Théâtre de la Madeleine
- Exterior of the Théâtre de la Madeleine in 2025
- Interactive map of Théâtre de la Madeleine
- Address: 19 rue de Surène 8th. Paris Paris
- Coordinates: 48°52′16″N 2°19′14″E﻿ / ﻿48.8710°N 2.3205°E
- Capacity: 709

Construction
- Opened: 1924
- Architect: Charles Imandt

Website
- www.theatremadeleine.com

= Théâtre de la Madeleine =

Theatre in Paris, France

The Théâtre de la Madeleine (/fr/) is a performance venue in Paris built in the English style in 1924 on the site of a carousel. It can accommodate around 700 people. The first major success of the theatre came with the presentation of part one of The Merchants of Glory by Marcel Pagnol.

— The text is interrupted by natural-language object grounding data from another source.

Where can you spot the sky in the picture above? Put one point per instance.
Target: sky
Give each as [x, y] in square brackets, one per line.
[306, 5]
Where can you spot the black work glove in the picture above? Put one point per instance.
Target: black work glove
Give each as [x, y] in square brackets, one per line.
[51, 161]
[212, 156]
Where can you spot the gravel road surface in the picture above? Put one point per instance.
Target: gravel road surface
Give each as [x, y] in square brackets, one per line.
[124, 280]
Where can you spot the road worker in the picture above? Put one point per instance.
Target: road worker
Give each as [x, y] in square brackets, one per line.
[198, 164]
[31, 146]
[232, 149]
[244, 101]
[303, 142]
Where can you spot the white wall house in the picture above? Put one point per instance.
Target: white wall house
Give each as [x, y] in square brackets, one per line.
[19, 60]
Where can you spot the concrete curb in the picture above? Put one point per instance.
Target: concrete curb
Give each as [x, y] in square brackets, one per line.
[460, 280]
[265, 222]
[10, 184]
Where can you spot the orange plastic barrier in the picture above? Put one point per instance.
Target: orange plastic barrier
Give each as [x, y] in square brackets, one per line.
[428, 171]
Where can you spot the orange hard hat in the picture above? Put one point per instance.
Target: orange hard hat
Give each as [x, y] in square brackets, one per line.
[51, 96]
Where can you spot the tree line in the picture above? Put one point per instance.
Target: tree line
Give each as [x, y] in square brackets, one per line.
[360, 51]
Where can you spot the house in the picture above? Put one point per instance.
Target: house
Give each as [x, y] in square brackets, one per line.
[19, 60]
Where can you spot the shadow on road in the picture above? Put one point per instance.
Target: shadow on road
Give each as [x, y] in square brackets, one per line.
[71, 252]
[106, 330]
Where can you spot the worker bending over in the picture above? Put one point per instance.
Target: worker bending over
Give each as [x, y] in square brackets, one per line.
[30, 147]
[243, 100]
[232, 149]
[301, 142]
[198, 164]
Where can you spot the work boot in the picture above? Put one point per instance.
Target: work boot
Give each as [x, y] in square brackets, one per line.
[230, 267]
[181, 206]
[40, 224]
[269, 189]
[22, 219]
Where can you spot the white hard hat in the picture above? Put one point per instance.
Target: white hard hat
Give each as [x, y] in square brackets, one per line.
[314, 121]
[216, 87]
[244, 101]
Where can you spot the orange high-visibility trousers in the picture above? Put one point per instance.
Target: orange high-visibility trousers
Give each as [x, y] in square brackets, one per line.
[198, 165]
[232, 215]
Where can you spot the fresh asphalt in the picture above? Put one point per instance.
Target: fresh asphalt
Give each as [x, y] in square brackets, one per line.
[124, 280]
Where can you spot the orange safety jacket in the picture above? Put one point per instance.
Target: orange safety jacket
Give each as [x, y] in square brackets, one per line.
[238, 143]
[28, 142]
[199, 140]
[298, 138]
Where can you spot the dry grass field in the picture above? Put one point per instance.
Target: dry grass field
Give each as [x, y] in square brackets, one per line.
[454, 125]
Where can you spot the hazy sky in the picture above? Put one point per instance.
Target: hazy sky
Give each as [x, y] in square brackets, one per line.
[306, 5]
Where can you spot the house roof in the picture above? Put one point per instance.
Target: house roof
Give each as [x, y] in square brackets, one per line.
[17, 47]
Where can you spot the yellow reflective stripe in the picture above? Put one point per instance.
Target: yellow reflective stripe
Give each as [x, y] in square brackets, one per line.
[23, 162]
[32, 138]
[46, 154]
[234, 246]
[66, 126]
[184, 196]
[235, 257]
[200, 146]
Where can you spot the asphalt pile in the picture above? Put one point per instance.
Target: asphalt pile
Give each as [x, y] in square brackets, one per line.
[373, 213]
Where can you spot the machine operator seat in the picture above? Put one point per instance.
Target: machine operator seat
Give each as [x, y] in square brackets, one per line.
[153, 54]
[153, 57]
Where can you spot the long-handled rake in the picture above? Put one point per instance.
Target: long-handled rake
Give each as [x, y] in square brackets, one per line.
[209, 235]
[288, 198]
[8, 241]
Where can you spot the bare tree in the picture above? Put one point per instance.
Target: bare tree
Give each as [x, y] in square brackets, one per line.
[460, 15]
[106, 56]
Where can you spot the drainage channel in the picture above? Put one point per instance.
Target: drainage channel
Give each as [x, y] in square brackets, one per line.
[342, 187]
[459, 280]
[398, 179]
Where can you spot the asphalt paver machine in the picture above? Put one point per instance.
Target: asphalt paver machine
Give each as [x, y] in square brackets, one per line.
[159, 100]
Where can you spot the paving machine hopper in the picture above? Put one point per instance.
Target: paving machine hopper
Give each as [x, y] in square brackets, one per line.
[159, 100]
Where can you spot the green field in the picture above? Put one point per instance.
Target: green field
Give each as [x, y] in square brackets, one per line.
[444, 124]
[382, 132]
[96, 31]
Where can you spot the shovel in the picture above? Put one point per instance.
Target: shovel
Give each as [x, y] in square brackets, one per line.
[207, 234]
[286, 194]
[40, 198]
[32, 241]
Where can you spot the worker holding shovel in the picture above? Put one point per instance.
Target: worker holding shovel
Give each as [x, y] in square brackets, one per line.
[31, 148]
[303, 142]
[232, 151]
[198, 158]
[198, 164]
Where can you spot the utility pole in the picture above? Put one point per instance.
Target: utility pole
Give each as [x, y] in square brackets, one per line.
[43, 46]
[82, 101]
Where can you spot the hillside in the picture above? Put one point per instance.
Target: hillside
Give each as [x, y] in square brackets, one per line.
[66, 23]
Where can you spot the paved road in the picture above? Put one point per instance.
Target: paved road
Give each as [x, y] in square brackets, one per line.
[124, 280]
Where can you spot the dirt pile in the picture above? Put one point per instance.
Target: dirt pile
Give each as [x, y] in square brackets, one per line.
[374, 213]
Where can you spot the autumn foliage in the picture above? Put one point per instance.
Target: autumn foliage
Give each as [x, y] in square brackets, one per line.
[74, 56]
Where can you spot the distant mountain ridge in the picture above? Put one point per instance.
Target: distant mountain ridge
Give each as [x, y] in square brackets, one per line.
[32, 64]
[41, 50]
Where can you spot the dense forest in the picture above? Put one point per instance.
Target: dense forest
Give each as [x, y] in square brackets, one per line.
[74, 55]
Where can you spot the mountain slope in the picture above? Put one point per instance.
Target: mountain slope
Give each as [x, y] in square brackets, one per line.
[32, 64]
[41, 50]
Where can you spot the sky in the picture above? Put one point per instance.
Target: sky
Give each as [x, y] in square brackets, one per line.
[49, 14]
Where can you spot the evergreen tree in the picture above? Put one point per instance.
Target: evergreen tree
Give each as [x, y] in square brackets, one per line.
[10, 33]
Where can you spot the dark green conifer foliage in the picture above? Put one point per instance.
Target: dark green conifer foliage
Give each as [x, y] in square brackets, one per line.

It was closely associated with the French stage actor, film actor, director, screenwriter, and prolific playwright Sacha Guitry who composed 24 of his plays here between 1932 and 1940.

Simone Valere and Jean Desailly were directors of the theater from 1980 until 2002. In 2003 the director's job was taken over by Frederick Frank (until 2012) and Stéphane Lissner (until 2005). Since 2012, Jean-Claude Camus has been director.